Domestically acquired cases of Salmonella enterica infections are on the rise, according to recent study published in the June issue of Clinical Infectious Diseases.
Since the late 1990s, the incidence of Salmonella enterica infections in the U.S. has increased by 44 percent and most of them were acquired from domestic sources, according to the study.
The research team including: Shua J. Chai, Patricia L. White, Sarah L. Lathrop., Suzanne M. Solghan, Carlota Medua, Beth M. McGlinchey, Melissa Tobin-D’Angelo, Ruthanne Marcus and Barbara E. Mahon, says Salmonella infections from domestic sources are a growing problem.
The team analyzed data of Salmonella enterica reported to the Foodborne Diseases Active Surveillance Network (FoodNet) from 1996 to 2009 and compared it with data collected from other surveillance systems.
The largest increases by demographic were in young children, older adults, and residents of southern states, researchers found.
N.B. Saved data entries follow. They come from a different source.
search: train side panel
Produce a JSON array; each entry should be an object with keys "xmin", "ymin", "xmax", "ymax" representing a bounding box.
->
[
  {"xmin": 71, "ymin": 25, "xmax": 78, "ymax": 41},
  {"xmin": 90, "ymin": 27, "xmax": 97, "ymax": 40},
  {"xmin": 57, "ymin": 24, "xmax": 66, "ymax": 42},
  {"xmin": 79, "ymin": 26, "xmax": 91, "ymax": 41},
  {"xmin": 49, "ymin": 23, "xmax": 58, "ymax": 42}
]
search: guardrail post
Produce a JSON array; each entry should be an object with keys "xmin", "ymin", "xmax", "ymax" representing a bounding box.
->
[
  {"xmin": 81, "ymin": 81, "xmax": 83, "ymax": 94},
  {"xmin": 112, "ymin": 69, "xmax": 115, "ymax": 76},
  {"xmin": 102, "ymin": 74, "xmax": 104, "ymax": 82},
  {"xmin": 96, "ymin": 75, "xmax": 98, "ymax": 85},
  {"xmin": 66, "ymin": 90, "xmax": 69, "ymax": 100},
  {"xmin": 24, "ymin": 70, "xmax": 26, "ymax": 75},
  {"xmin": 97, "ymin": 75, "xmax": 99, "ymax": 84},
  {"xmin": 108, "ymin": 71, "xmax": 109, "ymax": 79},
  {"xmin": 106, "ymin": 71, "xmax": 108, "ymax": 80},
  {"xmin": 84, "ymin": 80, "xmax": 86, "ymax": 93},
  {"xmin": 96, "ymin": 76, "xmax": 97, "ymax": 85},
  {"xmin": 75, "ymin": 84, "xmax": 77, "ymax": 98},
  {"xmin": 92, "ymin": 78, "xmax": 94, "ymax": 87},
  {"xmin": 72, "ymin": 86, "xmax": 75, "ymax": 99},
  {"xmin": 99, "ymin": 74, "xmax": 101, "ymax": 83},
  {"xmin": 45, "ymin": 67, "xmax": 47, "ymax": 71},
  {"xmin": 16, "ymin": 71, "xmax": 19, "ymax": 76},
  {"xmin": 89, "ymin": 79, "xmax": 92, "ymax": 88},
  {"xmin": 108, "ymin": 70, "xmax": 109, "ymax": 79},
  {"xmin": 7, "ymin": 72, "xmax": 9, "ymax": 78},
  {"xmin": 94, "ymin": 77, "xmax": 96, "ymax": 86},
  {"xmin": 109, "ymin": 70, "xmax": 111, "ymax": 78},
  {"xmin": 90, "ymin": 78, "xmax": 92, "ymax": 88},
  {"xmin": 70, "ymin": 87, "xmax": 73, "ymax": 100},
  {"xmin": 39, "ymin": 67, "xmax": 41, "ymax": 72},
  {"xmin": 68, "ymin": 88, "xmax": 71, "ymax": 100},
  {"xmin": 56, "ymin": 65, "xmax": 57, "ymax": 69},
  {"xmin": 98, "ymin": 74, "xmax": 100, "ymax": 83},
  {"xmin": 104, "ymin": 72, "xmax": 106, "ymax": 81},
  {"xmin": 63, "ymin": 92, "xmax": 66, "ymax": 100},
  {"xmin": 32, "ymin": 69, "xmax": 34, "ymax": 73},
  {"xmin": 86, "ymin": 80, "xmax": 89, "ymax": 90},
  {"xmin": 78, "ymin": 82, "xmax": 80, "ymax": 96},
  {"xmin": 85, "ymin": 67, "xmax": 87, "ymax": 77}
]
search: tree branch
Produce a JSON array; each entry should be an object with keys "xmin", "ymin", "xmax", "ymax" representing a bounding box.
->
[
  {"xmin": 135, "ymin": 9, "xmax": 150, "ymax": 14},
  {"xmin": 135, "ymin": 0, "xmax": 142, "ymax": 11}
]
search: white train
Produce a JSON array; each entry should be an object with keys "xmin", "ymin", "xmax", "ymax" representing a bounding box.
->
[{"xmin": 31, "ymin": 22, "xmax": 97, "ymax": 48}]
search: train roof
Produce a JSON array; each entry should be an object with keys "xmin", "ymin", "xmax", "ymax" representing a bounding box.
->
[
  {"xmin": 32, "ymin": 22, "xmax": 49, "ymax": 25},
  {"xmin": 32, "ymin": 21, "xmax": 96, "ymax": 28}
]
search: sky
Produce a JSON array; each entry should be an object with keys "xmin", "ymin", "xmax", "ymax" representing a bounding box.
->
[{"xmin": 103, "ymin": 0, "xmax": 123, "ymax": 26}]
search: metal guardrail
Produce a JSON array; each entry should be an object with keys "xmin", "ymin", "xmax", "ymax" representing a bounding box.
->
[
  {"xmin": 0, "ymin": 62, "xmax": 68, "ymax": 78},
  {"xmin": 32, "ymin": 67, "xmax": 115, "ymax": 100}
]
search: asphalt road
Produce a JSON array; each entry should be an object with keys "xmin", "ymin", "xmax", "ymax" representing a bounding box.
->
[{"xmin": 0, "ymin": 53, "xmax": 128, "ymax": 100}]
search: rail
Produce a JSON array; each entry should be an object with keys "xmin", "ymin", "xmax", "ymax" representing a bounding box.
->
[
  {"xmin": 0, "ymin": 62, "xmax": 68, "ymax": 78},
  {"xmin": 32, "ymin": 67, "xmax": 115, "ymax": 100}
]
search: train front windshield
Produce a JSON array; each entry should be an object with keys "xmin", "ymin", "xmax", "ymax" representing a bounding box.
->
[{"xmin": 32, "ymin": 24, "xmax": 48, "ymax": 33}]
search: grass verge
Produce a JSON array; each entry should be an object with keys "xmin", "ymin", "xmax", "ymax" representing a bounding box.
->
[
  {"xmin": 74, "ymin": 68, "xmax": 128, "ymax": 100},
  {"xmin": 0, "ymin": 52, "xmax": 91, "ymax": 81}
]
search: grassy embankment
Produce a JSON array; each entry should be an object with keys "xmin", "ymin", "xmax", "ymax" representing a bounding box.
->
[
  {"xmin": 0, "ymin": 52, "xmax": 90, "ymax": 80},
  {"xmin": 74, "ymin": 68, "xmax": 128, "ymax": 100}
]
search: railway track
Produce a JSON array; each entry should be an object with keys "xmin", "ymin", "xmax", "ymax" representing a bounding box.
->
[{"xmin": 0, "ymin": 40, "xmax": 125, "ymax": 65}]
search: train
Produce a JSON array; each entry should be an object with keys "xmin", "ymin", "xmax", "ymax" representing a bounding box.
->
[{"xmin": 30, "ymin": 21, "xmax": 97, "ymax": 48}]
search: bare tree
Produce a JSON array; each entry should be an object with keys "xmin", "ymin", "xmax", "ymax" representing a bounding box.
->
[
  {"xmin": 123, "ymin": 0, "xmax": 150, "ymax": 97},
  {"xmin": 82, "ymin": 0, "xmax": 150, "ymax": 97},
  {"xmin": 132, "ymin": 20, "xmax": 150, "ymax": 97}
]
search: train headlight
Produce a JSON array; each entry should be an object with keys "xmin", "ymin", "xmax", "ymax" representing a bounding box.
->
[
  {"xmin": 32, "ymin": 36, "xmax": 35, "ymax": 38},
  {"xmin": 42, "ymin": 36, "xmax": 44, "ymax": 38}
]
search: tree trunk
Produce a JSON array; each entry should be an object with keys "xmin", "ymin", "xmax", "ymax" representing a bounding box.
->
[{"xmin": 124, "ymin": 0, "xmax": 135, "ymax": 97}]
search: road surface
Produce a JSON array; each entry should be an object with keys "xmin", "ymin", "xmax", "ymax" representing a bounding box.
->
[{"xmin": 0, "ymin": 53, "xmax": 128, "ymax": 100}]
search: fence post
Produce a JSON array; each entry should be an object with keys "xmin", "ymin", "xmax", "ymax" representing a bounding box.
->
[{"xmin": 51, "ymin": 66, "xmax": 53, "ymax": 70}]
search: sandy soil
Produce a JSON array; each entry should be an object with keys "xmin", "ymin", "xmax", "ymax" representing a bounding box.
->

They identifed chicken and eggs as likely major sources of infection.
Although many cases go unreported, Salmonella enterica causes an estimated 1 million cases of domestically acquired foodborne illness in the U.S. each year, according to the study. The serotype, Salmonella Enteritidis (SE) is one of the most common Salmonella serotypes, according to the Centers for Disease Control and Prevention (CDC).
There have been a number of foodborne Salmonella outbreaks this year. Two of them were from domestic sources:
A Salmonella Paratyphi B outbreak in North Carolina linked to locally produced tempeh that sickened 83 people.
A multistate Salmonella Infantis outbreak linked to dry dog food that sickened 15 people.